Ms Greville alleges that Giggs put his hands on her shoulders, looked her in the eyes, and deliberately headbutted her in the face during the alleged assault.

But the former Wales manager told the jury on Wednesday that he and Ms Greville “clashed heads” in a “sort of tug-of-war” after attempting to grab her phone during an argument.

‘Six, seven kicks to the head’

Chris Daw QC, representing Giggs, asked: “Did you at any stage put your hands on Kate’s shoulders and forcibly and deliberately headbutt her in the face?”

“No, I didn’t,” Giggs replied.

He told the court he and Ms Greville had earlier “totally lost balance” and “slipped” on bags, which had resulted in him landing on top of her.

He said he was subjected to “six, seven kicks to the head” and suffered “several cuts” around his mouth.

Asked if he deliberately elbowed Ms Greville’s sister Emma during the incident, Giggs replied: “No.”

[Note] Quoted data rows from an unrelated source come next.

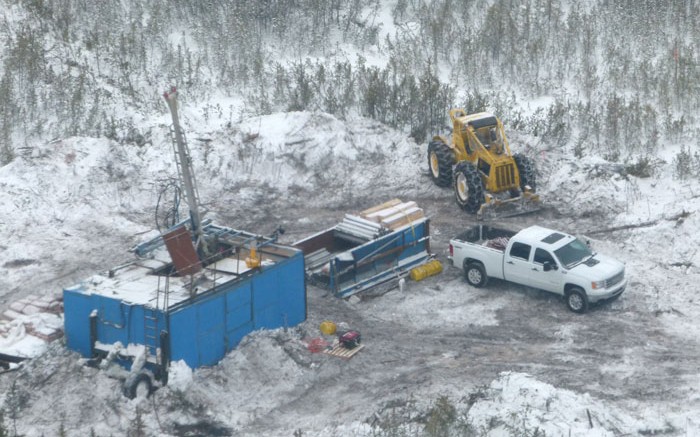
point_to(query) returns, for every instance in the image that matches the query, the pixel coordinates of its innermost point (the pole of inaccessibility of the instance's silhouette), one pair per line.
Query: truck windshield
(573, 253)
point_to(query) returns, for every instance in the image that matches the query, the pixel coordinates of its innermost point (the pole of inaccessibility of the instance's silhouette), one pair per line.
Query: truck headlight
(598, 284)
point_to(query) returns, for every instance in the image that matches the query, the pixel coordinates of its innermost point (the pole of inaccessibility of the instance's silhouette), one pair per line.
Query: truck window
(542, 256)
(520, 250)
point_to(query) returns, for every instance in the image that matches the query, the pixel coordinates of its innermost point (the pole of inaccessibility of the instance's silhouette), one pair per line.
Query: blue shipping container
(203, 316)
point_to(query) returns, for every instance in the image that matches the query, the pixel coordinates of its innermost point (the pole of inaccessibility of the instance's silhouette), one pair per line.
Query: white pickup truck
(540, 258)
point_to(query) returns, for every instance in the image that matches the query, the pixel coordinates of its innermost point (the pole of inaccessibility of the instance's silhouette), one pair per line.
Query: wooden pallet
(338, 350)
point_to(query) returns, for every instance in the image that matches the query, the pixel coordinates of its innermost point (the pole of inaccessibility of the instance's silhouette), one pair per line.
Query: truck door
(517, 266)
(546, 280)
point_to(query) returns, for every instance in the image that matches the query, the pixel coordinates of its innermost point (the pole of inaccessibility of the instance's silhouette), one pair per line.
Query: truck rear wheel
(440, 160)
(576, 300)
(475, 274)
(469, 190)
(138, 385)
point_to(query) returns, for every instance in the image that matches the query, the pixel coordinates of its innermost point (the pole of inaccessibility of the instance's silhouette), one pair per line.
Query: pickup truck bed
(540, 258)
(495, 238)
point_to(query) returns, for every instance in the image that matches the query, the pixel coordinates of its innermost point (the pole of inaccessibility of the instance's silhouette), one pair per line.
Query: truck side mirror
(548, 266)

Ryan Giggs arrives at Manchester Crown Court

Giggs said he felt “confused” and “scared” after being accused of assaulting Ms Greville and her sister.

Answering questions from Mr Daw, Giggs accepted he was a “man with many faults and flaws” but denied this included a “propensity to commit violence against women” or to control and coerce women.

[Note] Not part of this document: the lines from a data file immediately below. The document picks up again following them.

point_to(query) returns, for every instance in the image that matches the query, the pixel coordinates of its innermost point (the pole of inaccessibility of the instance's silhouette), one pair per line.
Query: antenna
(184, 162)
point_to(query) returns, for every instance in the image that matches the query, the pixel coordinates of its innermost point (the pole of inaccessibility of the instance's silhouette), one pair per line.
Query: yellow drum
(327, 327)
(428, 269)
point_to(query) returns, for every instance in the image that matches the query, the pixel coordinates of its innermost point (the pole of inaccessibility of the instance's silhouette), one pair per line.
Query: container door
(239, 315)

‘Hot-headed’ and ‘jealous-type’

Under cross-examination by prosecutor Peter Wright QC, Giggs said he could be “hot-headed” and a “jealous-type” on occasions.

Answering Mr Wright’s questions, the ex-winger accepted he had sent “constant unwanted messages” and made “constant unwanted calls” to Ms Greville and her friends when she tried to break off the relationship.

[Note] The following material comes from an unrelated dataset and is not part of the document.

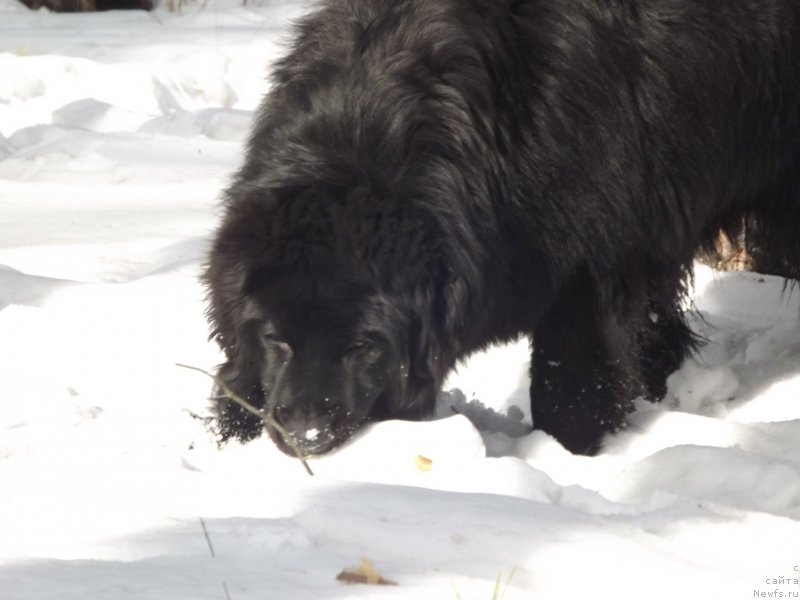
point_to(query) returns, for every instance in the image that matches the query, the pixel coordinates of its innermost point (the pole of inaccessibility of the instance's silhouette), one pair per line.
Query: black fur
(429, 176)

He also acknowledged he had turned up “unannounced at her home, workplace, and gym”.

Asked about an email he sent to Ms Greville which had the title “C***!!!”, Giggs said: “I was emotional and there was no excuse for my language.”

Mr Wright asked the former sportsman if he is a “liar”, “cheat”, “narcissist”, “manipulator”, “controlling”, “aggressive”, and “violent”.

“No,” Giggs said to each one.

The prosecutor said: “I’m going to suggest you are each of those things, Mr Giggs, aren’t you?

“No,” Giggs responded.

Giggs was asked about a message in which he said he was “waiting for the bars to open” so he could “get some cl**ge”

He told the court he was referring to women, but denied that he “treats women as commodities”.

Former Manchester United footballer Ryan Giggs leaves Manchester Crown Court where he is accused of controlling and coercive behaviour against ex-girlfriend Kate Greville between August 2017 and November 2020. Picture date: Thursday August 11, 2022.

Giggs called ‘team meeting’ over dishwasher loading

Earlier, Giggs was questioned about his life with Ms Greville after she moved into his home at the time of the first COVID lockdown.

Ms Greville previously told the court it was “utter hell”, but Giggs insisted it was “a really happy time”, with his daughter and her boyfriend also living with them, along with his son at times.

Asked whether he was “particularly keen on dishwasher loading techniques”, Giggs told the court: “I would be opening the dishwasher and the tablespoons would be the wrong way round.

“It would wind me up because I would have to do it again, so I called a team meeting and just said, ‘Everyone, can you please put the tablespoons the right way round’.

“It wasn’t a big argument, it was just how I explained it.”

The trial at Manchester Crown Court was adjourned until Thursday, when Giggs is expected to continue giving evidence.